Have you ever submitted a tender knowing you can easily do the job and yet got nowhere?
To win work through tenders you must not only demonstrate experience and capability but also effectively communicate why you should be the preferred bidder. There are some simple strategies you can use to sell your solution and get your tender ahead of the pack. It may take you longer, but it could be the difference between winning and losing.
1. Demonstrate understanding
Don’t just talk about your business; try to demonstrate that you understand what the purchaser needs and match your solution to this. Consider their goals and any current challenges they face in maintaining their operations. The reviewers want to know what’s in it for them, not what you think of your own ability. Show the reviewer that you are not just another business – that you’ve thought about the requirements and are willing to go above and beyond to ensure a great outcome.
2. Write like you want it
Write in a way that leaves no doubt you want the job and will do it well. You don’t have make things up or over state your capabilities, but try to do the following:
- Emphasise the benefits of your solution, not just the features. Features (eg low employee turnover) are the starting point but benefits (ie long serving staff that understand procedures, translating into consistently safer work practices) help you sell.

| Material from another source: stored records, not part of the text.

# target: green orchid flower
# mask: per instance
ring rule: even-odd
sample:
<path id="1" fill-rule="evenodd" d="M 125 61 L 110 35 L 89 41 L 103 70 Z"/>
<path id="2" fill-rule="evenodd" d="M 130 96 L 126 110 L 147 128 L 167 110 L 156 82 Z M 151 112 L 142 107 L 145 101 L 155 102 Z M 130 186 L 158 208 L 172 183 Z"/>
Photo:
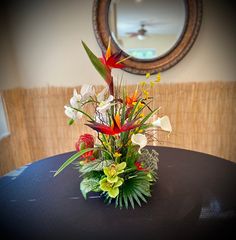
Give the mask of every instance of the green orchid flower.
<path id="1" fill-rule="evenodd" d="M 119 187 L 123 184 L 124 179 L 118 177 L 118 180 L 115 183 L 111 183 L 107 178 L 100 180 L 100 188 L 102 191 L 107 192 L 109 197 L 115 198 L 119 194 Z"/>
<path id="2" fill-rule="evenodd" d="M 116 183 L 119 179 L 118 175 L 124 172 L 126 168 L 126 162 L 120 164 L 111 164 L 109 167 L 104 167 L 103 171 L 107 176 L 107 181 L 110 183 Z"/>

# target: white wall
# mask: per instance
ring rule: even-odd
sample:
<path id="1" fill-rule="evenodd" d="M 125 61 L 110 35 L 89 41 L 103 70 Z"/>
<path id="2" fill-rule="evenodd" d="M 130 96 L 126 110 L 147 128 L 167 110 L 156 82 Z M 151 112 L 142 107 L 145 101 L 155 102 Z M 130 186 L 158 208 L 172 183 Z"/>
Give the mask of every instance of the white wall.
<path id="1" fill-rule="evenodd" d="M 1 89 L 103 83 L 81 46 L 84 40 L 100 55 L 92 28 L 93 0 L 15 2 L 4 32 L 11 33 L 10 40 L 8 37 L 0 40 L 5 42 L 0 49 Z M 231 8 L 223 1 L 203 3 L 197 41 L 181 62 L 163 72 L 163 83 L 236 80 Z M 124 78 L 128 83 L 143 80 L 142 76 L 129 73 Z"/>

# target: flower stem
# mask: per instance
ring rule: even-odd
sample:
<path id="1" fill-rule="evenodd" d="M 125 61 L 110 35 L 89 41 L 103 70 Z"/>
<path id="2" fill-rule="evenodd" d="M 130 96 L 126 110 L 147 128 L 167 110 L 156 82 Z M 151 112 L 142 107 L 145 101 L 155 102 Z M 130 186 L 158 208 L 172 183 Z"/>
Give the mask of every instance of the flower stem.
<path id="1" fill-rule="evenodd" d="M 73 108 L 73 107 L 72 107 Z M 87 116 L 91 121 L 94 121 L 94 119 L 92 117 L 90 117 L 86 112 L 80 110 L 80 109 L 77 109 L 77 108 L 73 108 L 74 110 L 78 111 L 78 112 L 81 112 L 83 113 L 85 116 Z"/>

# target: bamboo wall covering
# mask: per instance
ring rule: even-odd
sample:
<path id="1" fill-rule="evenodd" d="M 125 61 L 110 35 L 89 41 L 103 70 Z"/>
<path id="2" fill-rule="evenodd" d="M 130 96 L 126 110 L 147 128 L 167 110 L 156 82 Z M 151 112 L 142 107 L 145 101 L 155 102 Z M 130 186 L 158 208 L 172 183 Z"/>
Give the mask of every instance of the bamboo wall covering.
<path id="1" fill-rule="evenodd" d="M 130 86 L 134 89 L 135 86 Z M 97 88 L 101 89 L 101 87 Z M 93 130 L 67 125 L 64 105 L 73 88 L 3 91 L 11 135 L 0 142 L 0 174 L 47 156 L 74 150 L 80 134 Z M 155 133 L 153 145 L 184 148 L 236 162 L 236 82 L 159 84 L 152 90 L 160 115 L 173 132 Z M 153 106 L 154 107 L 154 106 Z M 88 109 L 89 111 L 89 109 Z"/>

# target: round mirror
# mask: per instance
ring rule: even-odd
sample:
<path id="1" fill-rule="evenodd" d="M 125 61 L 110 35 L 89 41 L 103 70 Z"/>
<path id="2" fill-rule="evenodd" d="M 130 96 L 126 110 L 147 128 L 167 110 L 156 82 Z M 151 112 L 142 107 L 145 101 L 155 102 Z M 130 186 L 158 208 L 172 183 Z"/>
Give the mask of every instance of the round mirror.
<path id="1" fill-rule="evenodd" d="M 177 64 L 190 50 L 202 18 L 201 0 L 95 0 L 93 27 L 103 52 L 131 56 L 124 70 L 154 74 Z"/>
<path id="2" fill-rule="evenodd" d="M 137 59 L 169 52 L 185 27 L 184 0 L 112 0 L 108 23 L 118 47 Z"/>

- Talk to the reader, not at them. Instead of saying “we have done X, Y and Z before”, say, “we will work hard to see you receive X, Y and Z throughout the contract.”
- Mention the client name early and say it at least as many times as your own company name. Eg “XYZ council will receive quality assured services backed by our ISO certification process and well established quality procedures.”
- Change passive language such as ‘would’, ‘could’ and ‘can’ to the active version. Eg “We will do this for you.”
3. Use evidence
Unsubstantiated claims stand out like a sore thumb in tenders. A statement such as ‘strong commitment to safety’ is meaningless without evidence to back it up – such as your safety record, HSE system or induction process. Sometimes all it takes is a sentence (and perhaps a reference to more information later on). But you can do much more than that to prove your worth – such as photos of specialised equipment or staff training sessions, scanned procedures or accreditations, staff training registers, customer testimonials and letters of support.
4. Provide value for money
Providing value for money is particularly important for government and council tenders. If you can show the reviewer how you’re willing to help them be more efficient or add more value, you’ll do well. Don’t confuse price with value. A lower price will not necessarily be better than value added outcomes, innovative service, increased efficiency or unique tools or systems. Any time you can deliver greater performance, reliability, safety or quality, or transfer benefits or knowledge to the purchaser, you’ll be improving your offer.
5. Be professional
A tender is a business transaction, so take the time to be professional. Write a brief cover letter that introduces your company, thanking the purchaser and quickly summarising the 3 top benefits of your solution. If you have the opportunity (depending on whether you need to use a template form or not) put your response in a professional document layout. Take staff photos, write bios and use pull out quotes throughout the document to highlight benefits. One great way to emphasise ideas is by using diagrams. Anything that involves steps, follows a procedure or has complementary activities can be presented in diagram form and it looks much more professional than a block of text.
You still need to be able to perform the requirements of the tender, of course, but if you can incorporate some of these ideas into your submission you’ll stand a better chance of standing out from the crowd.